Dealer takes $25 from each player for $75 total and chops it in half, $37 to player 1 and 2, and then giving the odd chip to player 1. Dealer then splits the main pot, giving $12 to player 1 and 2 and the odd chip to player 1.
Player 1 has won a total of $51 ($37 + $1 + $12 + $1).
The dealer would then take $26 from Player 3 and give it to
player 2 who wins a total of $75 ($37 + $12 + $26).
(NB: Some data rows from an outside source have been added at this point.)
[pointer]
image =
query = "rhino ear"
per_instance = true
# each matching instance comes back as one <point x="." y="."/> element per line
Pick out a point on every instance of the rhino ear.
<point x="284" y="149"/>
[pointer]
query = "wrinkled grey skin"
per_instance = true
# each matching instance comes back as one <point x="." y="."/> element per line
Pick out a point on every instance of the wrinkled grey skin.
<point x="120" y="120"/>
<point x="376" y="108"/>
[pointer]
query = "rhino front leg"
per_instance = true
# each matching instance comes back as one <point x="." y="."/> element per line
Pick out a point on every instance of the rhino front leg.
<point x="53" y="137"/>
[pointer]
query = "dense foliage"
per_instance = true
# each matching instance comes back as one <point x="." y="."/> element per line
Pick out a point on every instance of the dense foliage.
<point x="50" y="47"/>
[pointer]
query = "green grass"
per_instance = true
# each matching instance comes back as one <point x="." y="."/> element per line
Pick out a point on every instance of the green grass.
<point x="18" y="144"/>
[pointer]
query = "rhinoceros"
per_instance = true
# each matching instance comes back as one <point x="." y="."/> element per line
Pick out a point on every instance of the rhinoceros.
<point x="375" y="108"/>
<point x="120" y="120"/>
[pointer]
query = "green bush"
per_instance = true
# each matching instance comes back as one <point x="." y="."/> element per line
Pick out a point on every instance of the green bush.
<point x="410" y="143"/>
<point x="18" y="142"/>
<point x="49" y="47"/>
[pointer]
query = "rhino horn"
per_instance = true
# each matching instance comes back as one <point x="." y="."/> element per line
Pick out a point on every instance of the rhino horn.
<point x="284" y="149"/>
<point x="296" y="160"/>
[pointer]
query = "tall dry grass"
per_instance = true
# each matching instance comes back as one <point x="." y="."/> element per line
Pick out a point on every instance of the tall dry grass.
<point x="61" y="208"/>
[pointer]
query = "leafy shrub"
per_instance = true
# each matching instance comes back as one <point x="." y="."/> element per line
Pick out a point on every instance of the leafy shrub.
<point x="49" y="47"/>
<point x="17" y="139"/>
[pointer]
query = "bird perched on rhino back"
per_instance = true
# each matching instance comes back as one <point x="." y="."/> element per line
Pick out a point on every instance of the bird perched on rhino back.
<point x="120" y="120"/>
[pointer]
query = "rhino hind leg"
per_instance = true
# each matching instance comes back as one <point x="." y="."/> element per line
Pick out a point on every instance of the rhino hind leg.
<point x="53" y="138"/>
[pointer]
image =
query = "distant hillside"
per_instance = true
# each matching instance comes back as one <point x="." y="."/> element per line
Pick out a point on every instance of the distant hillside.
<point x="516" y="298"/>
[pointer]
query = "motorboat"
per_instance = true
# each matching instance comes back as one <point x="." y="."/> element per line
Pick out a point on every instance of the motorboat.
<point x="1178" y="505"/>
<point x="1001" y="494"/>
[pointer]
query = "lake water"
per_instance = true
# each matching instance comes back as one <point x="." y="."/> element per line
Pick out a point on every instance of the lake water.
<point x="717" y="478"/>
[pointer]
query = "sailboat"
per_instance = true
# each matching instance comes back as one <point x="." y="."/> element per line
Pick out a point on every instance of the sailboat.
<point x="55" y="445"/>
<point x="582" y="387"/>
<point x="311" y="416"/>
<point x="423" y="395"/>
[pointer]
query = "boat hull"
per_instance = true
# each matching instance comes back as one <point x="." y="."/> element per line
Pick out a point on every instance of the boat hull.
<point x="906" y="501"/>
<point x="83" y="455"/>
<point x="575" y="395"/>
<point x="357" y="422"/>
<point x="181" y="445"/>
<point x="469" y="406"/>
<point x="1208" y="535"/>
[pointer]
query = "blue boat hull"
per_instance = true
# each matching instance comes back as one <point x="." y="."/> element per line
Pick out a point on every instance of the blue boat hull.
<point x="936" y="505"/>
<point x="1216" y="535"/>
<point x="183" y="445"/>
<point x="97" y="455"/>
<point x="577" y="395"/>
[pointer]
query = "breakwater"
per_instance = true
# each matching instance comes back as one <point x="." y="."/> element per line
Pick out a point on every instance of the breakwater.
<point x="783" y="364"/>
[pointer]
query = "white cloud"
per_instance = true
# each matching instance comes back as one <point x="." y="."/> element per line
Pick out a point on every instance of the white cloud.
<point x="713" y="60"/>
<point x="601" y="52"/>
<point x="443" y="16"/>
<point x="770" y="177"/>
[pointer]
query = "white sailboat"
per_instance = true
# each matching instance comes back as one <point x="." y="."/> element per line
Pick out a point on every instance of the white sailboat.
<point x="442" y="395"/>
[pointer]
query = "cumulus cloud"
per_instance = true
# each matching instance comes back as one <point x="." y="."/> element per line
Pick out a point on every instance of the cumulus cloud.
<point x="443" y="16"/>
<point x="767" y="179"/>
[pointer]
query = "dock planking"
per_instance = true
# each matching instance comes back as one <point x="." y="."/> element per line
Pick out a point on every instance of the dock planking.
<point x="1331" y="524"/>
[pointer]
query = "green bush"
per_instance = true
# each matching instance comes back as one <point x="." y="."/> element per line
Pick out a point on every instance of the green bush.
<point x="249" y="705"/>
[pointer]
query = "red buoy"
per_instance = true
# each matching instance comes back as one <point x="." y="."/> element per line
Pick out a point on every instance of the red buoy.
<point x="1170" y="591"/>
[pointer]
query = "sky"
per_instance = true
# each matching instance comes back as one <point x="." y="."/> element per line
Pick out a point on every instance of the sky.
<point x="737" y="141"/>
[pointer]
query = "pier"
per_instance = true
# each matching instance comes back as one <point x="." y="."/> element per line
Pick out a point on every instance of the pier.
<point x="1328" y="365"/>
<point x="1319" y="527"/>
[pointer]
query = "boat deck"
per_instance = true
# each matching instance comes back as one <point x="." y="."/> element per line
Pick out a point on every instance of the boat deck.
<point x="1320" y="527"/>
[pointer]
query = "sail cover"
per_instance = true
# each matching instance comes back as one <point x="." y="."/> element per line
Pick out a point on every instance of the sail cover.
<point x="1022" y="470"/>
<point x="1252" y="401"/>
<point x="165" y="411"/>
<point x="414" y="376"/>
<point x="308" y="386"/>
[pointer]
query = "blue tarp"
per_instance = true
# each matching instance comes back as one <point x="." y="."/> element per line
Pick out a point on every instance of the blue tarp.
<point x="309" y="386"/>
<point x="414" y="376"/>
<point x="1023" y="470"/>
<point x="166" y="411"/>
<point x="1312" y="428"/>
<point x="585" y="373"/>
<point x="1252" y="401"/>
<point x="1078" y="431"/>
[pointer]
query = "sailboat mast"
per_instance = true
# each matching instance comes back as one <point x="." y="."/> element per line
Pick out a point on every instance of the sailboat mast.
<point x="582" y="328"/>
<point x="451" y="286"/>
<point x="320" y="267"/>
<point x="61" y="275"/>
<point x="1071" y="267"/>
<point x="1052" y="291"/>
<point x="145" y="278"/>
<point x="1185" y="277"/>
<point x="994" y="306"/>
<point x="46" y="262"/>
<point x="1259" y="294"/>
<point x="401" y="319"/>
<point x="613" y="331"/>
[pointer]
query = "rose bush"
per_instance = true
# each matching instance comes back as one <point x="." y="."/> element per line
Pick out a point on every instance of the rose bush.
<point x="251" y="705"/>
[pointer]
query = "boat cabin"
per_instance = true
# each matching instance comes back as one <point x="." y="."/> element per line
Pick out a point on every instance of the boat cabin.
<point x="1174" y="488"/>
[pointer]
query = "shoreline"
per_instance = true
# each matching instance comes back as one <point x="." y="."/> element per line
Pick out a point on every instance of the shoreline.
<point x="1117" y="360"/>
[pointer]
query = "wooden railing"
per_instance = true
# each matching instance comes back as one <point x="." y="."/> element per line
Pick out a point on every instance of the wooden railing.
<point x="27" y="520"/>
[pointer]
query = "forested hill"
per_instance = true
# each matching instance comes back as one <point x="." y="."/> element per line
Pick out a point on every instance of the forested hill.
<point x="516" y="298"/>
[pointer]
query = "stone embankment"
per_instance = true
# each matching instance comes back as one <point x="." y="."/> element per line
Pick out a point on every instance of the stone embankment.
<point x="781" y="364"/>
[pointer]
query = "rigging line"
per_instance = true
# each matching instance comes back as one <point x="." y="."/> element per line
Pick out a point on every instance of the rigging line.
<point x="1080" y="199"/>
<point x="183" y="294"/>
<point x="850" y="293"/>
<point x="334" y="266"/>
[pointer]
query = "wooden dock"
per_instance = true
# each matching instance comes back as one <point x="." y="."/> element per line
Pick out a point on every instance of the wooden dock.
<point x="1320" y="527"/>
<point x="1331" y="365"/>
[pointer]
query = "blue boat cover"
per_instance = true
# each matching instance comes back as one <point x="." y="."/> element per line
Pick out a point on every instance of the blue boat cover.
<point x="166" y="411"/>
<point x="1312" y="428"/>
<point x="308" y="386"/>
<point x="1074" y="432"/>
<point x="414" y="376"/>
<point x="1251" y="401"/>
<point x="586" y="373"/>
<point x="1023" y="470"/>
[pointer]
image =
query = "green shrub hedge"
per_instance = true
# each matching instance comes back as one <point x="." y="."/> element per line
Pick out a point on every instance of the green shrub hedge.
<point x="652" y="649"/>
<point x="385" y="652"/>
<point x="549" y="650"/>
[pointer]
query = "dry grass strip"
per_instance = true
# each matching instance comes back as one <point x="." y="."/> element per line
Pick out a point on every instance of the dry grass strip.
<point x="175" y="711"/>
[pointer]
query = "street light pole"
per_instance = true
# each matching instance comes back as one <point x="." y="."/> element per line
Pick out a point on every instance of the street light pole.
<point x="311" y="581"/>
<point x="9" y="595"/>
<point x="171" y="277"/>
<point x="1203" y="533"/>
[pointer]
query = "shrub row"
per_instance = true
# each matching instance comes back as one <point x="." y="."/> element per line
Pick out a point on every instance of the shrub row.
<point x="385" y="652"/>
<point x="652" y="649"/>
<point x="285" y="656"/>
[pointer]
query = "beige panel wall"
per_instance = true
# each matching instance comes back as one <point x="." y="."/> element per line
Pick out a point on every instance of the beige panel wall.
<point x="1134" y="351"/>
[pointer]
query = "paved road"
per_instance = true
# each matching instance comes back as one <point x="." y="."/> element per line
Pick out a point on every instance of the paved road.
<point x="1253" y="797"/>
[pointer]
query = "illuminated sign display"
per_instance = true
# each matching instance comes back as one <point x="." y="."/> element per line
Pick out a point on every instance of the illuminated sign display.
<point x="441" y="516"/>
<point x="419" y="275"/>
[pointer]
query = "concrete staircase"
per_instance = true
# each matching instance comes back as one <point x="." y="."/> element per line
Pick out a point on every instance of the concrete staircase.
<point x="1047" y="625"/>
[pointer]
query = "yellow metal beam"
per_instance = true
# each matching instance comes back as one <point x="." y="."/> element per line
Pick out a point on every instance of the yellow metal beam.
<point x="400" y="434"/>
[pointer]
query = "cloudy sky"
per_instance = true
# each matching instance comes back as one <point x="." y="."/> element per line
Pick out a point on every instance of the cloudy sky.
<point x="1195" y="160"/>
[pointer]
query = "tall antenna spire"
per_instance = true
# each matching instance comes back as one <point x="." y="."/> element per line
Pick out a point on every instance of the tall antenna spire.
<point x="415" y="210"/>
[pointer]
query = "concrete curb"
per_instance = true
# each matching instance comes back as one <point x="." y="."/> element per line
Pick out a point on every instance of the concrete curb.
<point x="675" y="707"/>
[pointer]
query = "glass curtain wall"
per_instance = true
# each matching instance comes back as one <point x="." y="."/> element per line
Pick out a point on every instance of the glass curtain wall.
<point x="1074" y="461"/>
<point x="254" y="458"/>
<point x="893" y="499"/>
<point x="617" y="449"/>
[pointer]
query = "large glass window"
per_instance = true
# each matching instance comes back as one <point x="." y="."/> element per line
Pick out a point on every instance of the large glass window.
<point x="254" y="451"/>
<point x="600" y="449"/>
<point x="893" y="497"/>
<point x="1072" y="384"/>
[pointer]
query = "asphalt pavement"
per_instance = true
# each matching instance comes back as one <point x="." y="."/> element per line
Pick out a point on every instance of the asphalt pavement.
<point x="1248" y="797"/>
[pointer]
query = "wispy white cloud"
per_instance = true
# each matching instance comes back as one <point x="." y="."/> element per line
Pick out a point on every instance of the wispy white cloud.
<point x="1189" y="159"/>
or would it happen this way:
Dealer takes $25 from each player and combines it with the main pot for a total of $100. Dealer gives
$50 to player 1 and $50 to player 2. Dealer then takes $26 from player and gives it to
player 2 who now has won $76 ($50 + $26).
I know it's
only a difference of a dollar but the first example gives player 1 an extra dollar because he got two odd chips.